I have a lightbulb that has an exponential lifetime distribution with mean $\mu$ months. So if I construct a pdf $f(x)$ and cdf $F(x)$ with parameter $\lambda$, and since $E[X] = \frac{1}{\lambda}$,
\begin{align} f(x) &= \frac{1}{\mu}e^{-\frac{1}{\mu}x} \\ F(x) &= 1-e^{-\frac{1}{\mu}x} \end{align}
Year $Y$ can be odd if it's the $1$st year ($12$ months), $3$rd year ($36$ months) and so on.
I'm having troubles constructing the $P(Y= \mathrm{odd})$ model here, as I don't know how to put together the infinite odd years described above.

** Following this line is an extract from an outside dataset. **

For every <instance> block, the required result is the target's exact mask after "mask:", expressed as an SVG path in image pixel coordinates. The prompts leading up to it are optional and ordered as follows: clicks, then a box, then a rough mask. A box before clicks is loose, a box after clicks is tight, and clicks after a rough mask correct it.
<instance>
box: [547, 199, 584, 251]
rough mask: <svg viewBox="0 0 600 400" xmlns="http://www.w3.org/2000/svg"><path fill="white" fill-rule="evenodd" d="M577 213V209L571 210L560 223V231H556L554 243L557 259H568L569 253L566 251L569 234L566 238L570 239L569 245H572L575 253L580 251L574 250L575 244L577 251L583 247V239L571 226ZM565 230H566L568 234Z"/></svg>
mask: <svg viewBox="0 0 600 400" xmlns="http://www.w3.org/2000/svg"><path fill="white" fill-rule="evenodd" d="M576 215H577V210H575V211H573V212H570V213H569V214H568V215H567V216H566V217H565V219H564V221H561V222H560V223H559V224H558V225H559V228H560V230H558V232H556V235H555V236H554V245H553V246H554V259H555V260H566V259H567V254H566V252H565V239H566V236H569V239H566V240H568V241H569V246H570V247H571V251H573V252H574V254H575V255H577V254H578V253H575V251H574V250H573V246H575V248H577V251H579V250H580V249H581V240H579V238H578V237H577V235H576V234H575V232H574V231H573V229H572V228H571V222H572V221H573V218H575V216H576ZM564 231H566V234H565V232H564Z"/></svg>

There's only one parameter in this exponential model – $\lambda=\frac1\mu$. Thus $$F_Y(y)=1-e^{-\lambda x}$$ $$P(12k<Y<12(k+1))=F_Y(12(k+1))-F_Y(12k)=1-e^{-12\lambda(k+1)}-1+e^{-12\lambda k}$$ $$=-e^{-12\lambda(k+1)}+e^{-12\lambda k}=e^{-12\lambda k}(1-e^{-12\lambda})$$ Then the probability the bulb fails in an odd year is an infinite sum with $k=2n=0,2,4\dots$: $$\sum_{n=0}^\infty e^{-24\lambda n}(1-e^{-12\lambda})$$ $$=(1-e^{-12\lambda})\sum_{n=0}^\infty(e^{-24\lambda})^n=\frac{1-e^{-12\lambda}}{1-e^{-24\lambda}}$$ $$=\frac{1-e^{-12/\mu}}{1-e^{-24/\mu}}$$ (We can derive this faster by using the memorylessness of the exponential distribution; in each 24-month cycle the probability of the bulb failing in the first half of that cycle given that it survives to the start of that cycle is constant, and equal to $\frac{F_Y(12)}{F_Y(24)}$.)